Dénonçant « l’instrumentalisation de la France insoumise », le Picard défend une position qui n’a « rien de nouveau dans (sa) bouche ». Interrogé sur le sujet par l’hebdomadaire Marianne en février dernier, il déclarait ne pas être « sans-frontiériste »« La frontière, ce n’est pas un mur, c’est un filtre. Je ne suis pas favorable à la liberté de circulation des capitaux, des marchandises et des hommes. Il faut une régulation aux frontières. Dans les différentes formes d’immigration, il faut choisir », développait-il.

« Autant la France, dans sa tradition, doit accueillir les réfugiés politiques, autant je suis hostile au discours qui revient sur l’immigration choisie (…) On répond à ces pénuries (de main-d’œuvre, NDLR) par de la formation, par des salaires, des horaires, une carrière, un statut qui rendent ces métiers-là désirables pour les personnes déjà présentes sur notre sol, françaises ou étrangères, détaille le parlementaire. Résoudre l’équation des retraites ou du vieillissement démographique en se disant qu’on va faire venir des immigrés, j’y suis défavorable. »

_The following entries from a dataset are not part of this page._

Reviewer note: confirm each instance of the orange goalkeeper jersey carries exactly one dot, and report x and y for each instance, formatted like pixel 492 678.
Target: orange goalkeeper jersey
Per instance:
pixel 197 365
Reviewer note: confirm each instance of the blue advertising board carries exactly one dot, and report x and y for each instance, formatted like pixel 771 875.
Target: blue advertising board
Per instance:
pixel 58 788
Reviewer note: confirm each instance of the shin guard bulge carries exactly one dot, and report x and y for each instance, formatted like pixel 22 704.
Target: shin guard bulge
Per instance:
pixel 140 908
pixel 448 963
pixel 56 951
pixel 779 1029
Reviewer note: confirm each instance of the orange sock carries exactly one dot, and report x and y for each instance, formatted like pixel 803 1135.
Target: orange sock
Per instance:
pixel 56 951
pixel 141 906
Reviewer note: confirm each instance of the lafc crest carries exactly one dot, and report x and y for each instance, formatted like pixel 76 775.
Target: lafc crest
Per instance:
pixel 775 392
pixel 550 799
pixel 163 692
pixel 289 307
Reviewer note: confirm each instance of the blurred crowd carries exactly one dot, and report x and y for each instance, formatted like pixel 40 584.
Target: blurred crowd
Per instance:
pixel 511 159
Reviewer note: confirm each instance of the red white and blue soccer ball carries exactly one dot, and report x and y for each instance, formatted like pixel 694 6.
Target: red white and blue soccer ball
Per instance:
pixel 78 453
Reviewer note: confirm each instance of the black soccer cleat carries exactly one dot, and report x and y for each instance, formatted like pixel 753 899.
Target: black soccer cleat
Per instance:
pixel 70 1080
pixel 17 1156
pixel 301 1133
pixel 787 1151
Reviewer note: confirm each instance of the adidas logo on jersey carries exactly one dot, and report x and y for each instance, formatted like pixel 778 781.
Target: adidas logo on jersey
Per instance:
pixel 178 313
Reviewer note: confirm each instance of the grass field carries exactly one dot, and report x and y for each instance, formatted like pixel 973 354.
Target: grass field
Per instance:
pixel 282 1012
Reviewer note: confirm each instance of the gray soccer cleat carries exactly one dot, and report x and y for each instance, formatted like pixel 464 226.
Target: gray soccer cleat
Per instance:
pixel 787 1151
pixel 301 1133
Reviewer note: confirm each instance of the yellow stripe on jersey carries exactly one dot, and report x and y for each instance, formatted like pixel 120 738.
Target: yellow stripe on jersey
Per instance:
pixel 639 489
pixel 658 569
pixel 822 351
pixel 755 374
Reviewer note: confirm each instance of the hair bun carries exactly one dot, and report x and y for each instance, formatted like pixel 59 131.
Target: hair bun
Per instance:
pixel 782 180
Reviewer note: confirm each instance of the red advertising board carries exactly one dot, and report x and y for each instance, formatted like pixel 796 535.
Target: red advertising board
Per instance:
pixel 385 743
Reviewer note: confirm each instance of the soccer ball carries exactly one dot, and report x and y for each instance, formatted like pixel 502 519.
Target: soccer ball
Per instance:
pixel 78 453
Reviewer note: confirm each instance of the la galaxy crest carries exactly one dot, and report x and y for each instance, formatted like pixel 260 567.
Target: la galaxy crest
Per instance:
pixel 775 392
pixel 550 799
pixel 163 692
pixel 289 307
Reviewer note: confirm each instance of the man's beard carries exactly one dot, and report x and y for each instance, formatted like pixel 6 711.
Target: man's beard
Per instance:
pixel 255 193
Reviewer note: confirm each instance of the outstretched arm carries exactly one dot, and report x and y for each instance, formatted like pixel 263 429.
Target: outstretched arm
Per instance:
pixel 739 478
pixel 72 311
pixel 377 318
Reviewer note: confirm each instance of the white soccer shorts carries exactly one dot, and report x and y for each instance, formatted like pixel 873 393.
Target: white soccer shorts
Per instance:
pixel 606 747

En se positionnant sur ce sujet avec ce choix des mots, en insistant sur son « hostilité », François Ruffin cherche-t-il à parler aux électeurs du RN ? Voire à rallier les fameux « fâchés pas fachos », si tant est qu’ils existent ? Sur ce point, le débat fait rage à gauche depuis bien longtemps. « On doit parler à la France, à toute la France, disait-il au Nouvel Obs en 2022, pointant du doigt les effets de la mondialisation qui a « écrasé » et « écrase encore les classes populaires »Elle réclame de la protection. Ce qui désespère les citoyens, qui se tournent vers le RN ou vers l’abstention, c’est le sentiment que le politique n’a plus de prise sur la réalité. »

Le programme du NFP pro-régularisation

Si cette sortie de François Ruffin heurte à gauche, c’est davantage pour le choix délibéré des mots utilisés et leur poids, qui laissent entendre qu’il y aurait une hiérarchie à faire entre les travailleurs, que pour le fond du propos sur le refus d’une mise en concurrence organisée des travailleurs par le capitalisme. En 1894, Jean Jaurès, dans un discours à la Chambre des députés resté dans la postérité sous le titre de « Pour un socialisme douanier », l’explicitait déjà.

Tout en précisant refuser « d’éveiller entre les travailleurs manuels des différents pays les animosités d’un chauvinisme jaloux », il se dit opposé à ce que le « capital international aille chercher la main-d’œuvre sur les marchés où elle est la plus avilie, humiliée, dépréciée, pour la jeter sans contrôle et sans réglementation sur le marché français, et pour amener partout les salaires au niveau des pays où ils sont les plus bas ».

 

D’ailleurs, encore aujourd’hui, cette position est largement partagée à gauche. Rare sont les « sans-frontiéristes » chez les insoumis, les communistes, les écologistes et les socialistes. Même si des nuances existent selon les familles politiques, le programme du Nouveau Front populaire (NFP), réunissant les quatre partis lors des législatives de 2024, présente une bonne synthèse des différentes positions : appelant à « créer des voies légales et sécurisées d’immigration » et à « régulariser les travailleurs », il milite pour instituer « la carte de séjour de dix ans comme titre de séjour de référence ».

En clair, tout en reconnaissant que le patronat organise la mise en concurrence des travailleurs, la gauche dans son ensemble répond que la meilleure réponse est d’aligner les droits du prolétariat par le haut, plutôt que de fermer les frontières. Car un travailleur régularisé est un travailleur moins exploitable. Peut-être que François Ruffin aurait pu choisir cet angle d’attaque plutôt qu’une déclaration d’hostilité. Quelques tweets nous auraient été épargnés.